This week we looked at Latin America in the late twentieth century and the political upheaval that took place in many nations. We focused specifically on the civil war within Peru. The war was really acts of terrorism perpetrated by both the state and a radical political group called The Shining Path. I found it particularly interesting how this terror began and the lasting effects on Peruvian politics today.
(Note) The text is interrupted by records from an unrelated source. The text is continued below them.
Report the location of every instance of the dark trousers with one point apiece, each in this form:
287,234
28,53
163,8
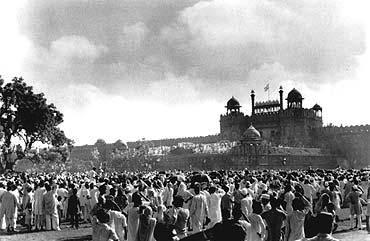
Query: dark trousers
74,219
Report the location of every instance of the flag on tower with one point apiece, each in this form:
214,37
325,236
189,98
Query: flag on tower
267,87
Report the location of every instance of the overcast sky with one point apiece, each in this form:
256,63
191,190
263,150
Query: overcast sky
132,69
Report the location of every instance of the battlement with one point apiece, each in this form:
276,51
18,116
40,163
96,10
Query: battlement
266,104
266,116
340,130
307,113
232,117
175,141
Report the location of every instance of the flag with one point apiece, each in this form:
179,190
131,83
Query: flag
267,87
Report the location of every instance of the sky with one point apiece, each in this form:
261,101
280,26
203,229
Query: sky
133,69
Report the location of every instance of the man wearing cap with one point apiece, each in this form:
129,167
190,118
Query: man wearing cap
324,225
215,205
246,202
8,208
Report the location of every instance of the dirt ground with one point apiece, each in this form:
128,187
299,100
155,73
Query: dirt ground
84,233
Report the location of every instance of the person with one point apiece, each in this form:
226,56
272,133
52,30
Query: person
353,198
275,219
258,228
198,210
226,204
246,202
38,208
368,209
288,198
215,206
101,231
2,191
9,203
146,225
27,207
74,208
322,203
325,225
118,222
50,208
168,195
295,221
121,199
84,197
133,215
179,216
62,193
235,229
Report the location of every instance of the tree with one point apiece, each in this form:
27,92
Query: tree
26,115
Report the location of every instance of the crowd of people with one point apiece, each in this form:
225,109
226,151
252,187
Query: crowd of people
231,205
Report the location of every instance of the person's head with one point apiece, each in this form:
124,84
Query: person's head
47,187
212,189
102,215
74,191
102,189
257,207
148,211
112,192
178,201
274,203
120,192
330,207
237,213
265,199
298,204
197,188
325,199
29,189
324,222
136,199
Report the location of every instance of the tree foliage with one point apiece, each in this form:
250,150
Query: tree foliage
26,115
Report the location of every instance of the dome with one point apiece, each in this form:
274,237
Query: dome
316,107
252,134
233,103
294,96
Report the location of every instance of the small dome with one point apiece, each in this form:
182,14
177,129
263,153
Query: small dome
316,107
233,103
294,96
252,134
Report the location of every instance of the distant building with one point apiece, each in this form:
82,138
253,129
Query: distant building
290,126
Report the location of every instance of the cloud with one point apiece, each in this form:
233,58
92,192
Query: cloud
148,68
114,117
76,47
229,39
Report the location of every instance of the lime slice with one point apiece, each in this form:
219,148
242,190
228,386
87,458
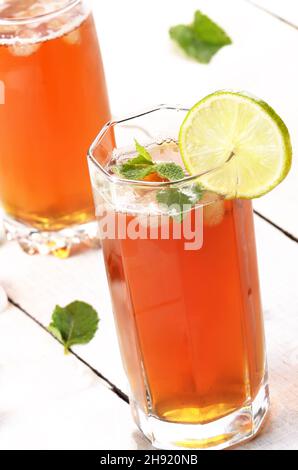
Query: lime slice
242,142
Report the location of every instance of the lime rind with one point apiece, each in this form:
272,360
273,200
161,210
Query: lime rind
224,180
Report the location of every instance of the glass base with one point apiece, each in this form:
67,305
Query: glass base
61,243
233,429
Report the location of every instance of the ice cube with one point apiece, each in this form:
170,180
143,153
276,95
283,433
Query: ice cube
73,38
3,300
214,209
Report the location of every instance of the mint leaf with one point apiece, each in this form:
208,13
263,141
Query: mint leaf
197,192
76,323
208,31
131,171
140,160
178,201
170,171
142,151
201,39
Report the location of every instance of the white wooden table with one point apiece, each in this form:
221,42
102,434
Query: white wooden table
52,401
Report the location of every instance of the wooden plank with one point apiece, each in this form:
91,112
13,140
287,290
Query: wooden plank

The rise of The Shining Path was driven by Abimael Guzman and his ability to mobilize the disenfranchised indigenous peoples in the Ayacucho highlands. It seems that a lot of the people recruited to the Shining Path were young, university-aged students who were well-educated. This surprised me because I have generally thought that educated people like university grads and professors like Guzman and his colleagues would not resort to such extremely violent measures to get their agenda across. I think that they felt they needed to resort to this, speaks to the significance of political ineptitude at the time as well as the degree of abandonment that people felt from their government being in such a remote region of Peru. Professor Cameron discusses how it is so unique that this type of violent reformation movement would spring up after an agrarian reform rather than before, again speaking to the lack of political leadership at the time.
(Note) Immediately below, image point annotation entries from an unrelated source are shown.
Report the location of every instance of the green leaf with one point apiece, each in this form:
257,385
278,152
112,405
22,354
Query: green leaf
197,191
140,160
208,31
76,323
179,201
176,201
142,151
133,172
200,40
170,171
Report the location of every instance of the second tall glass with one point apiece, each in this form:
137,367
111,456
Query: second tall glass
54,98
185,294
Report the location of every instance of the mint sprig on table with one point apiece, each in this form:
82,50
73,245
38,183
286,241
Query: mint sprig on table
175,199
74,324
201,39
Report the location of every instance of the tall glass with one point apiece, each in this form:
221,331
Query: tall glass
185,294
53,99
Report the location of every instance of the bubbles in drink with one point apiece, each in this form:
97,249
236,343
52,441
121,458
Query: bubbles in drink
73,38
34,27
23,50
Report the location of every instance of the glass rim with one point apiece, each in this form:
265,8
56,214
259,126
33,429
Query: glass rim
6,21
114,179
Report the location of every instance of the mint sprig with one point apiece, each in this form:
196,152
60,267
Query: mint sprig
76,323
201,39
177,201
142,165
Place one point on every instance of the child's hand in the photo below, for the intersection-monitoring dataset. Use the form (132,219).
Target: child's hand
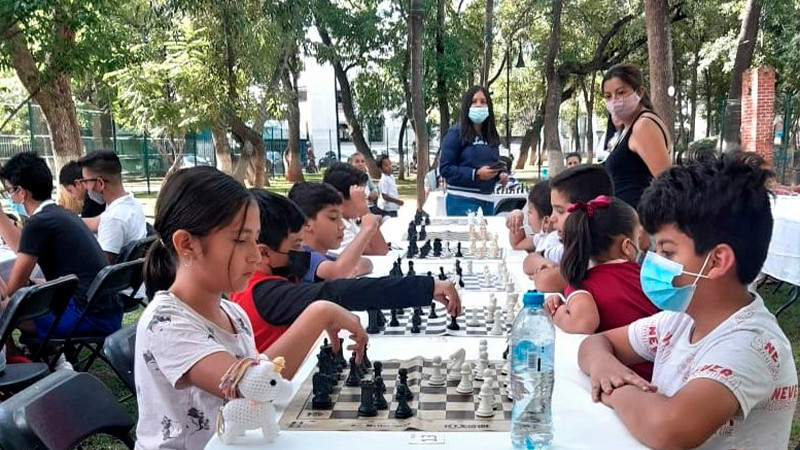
(445,292)
(607,374)
(552,303)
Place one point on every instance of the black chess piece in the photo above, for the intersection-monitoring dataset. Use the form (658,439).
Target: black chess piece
(403,411)
(367,406)
(321,388)
(453,325)
(353,378)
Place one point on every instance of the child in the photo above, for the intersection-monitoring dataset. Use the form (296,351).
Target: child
(273,299)
(604,231)
(533,233)
(351,184)
(578,184)
(390,199)
(323,232)
(723,376)
(188,337)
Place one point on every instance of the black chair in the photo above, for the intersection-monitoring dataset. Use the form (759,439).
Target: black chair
(111,280)
(27,304)
(119,351)
(61,411)
(134,250)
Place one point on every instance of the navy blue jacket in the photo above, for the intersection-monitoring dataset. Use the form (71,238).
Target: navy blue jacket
(460,162)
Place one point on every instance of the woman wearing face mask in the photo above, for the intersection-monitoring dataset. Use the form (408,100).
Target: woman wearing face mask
(642,151)
(604,233)
(470,157)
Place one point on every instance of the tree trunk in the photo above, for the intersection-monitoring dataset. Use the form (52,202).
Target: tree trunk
(294,167)
(524,148)
(353,125)
(744,55)
(487,43)
(659,51)
(54,96)
(417,98)
(402,174)
(552,138)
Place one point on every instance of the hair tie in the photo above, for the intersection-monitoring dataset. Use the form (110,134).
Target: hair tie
(601,202)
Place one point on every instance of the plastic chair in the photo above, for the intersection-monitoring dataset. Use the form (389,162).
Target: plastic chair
(28,304)
(119,351)
(61,411)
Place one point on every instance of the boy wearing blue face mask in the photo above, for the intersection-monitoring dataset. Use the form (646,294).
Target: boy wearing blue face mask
(724,376)
(470,157)
(274,298)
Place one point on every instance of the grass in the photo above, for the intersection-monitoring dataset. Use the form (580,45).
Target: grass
(789,322)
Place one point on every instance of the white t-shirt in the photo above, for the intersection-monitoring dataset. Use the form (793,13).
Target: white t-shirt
(171,338)
(122,222)
(748,353)
(388,186)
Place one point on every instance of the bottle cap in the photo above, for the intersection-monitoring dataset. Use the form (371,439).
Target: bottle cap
(533,298)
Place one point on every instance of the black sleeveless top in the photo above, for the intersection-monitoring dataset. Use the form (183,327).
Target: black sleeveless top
(627,169)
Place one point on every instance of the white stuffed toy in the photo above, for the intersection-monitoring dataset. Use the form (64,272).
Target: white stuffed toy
(253,386)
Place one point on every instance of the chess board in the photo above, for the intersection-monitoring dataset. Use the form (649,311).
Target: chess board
(434,408)
(438,325)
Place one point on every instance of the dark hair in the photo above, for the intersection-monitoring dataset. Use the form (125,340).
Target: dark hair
(30,172)
(311,197)
(488,127)
(103,162)
(70,173)
(342,175)
(719,200)
(632,76)
(583,183)
(586,237)
(539,197)
(279,217)
(198,200)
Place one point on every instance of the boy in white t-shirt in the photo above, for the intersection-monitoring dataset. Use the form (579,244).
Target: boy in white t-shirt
(724,376)
(390,198)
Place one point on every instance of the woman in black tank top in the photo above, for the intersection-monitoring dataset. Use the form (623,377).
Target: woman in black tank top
(642,152)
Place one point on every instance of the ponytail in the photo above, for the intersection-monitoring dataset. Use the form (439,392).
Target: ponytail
(159,269)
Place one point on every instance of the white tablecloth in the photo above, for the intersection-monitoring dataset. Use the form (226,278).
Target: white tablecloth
(783,257)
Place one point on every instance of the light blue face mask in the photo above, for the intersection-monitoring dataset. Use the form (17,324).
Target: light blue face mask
(478,114)
(657,275)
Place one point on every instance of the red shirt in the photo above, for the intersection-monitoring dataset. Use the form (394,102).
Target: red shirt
(264,333)
(620,300)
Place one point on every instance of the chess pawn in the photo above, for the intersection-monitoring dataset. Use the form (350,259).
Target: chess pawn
(437,379)
(465,385)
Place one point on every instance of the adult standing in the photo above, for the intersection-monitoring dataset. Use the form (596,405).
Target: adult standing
(470,156)
(643,149)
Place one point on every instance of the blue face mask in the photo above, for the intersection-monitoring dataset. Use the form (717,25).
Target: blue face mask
(657,275)
(478,114)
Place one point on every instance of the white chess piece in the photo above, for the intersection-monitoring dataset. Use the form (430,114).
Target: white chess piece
(497,324)
(465,385)
(437,379)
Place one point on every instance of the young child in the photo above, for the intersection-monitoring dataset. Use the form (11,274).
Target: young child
(577,184)
(724,376)
(351,184)
(324,230)
(273,300)
(390,199)
(534,233)
(606,232)
(188,337)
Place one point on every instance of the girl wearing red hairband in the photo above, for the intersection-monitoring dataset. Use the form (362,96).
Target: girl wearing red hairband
(602,233)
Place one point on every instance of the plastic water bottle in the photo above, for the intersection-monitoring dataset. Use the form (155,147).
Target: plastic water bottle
(532,348)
Similarly, I was intrigued by the discussion in the video of the lasting effects that the war and the very public violence had on the political and cultural climate of Peru. For example in the conversation with Professor Maxwell Cameron he mentions that 70,000 people were killed, billions of dollars of materials are lost, and that there was “a deep trauma to the political psyche of the nation”. This was unsurprising; considering the degree of violence and the length of the war it is understandable that Peruvians would be weary of politics and reformations. What is interesting is how the war and the corrupt political moves by Fujimori resulted in a degeneration of democracy and political parties that are still struggling to fully recover.
My question for discussion is what was the international reaction to the violence and what was the reaction of the average Peruvian? It seems like neither side was really “in the right” and both were perpetuating grotesque bloodshed. Similarly, what is the sentiment about the war today and whose side is portrayed as the right one if either?
I really enjoyed reading your blog post! I wasn’t understanding the Shining Path situation in the reading, and you really cleared things up for me. It also surprised me that mostly scholars were attracted to this group.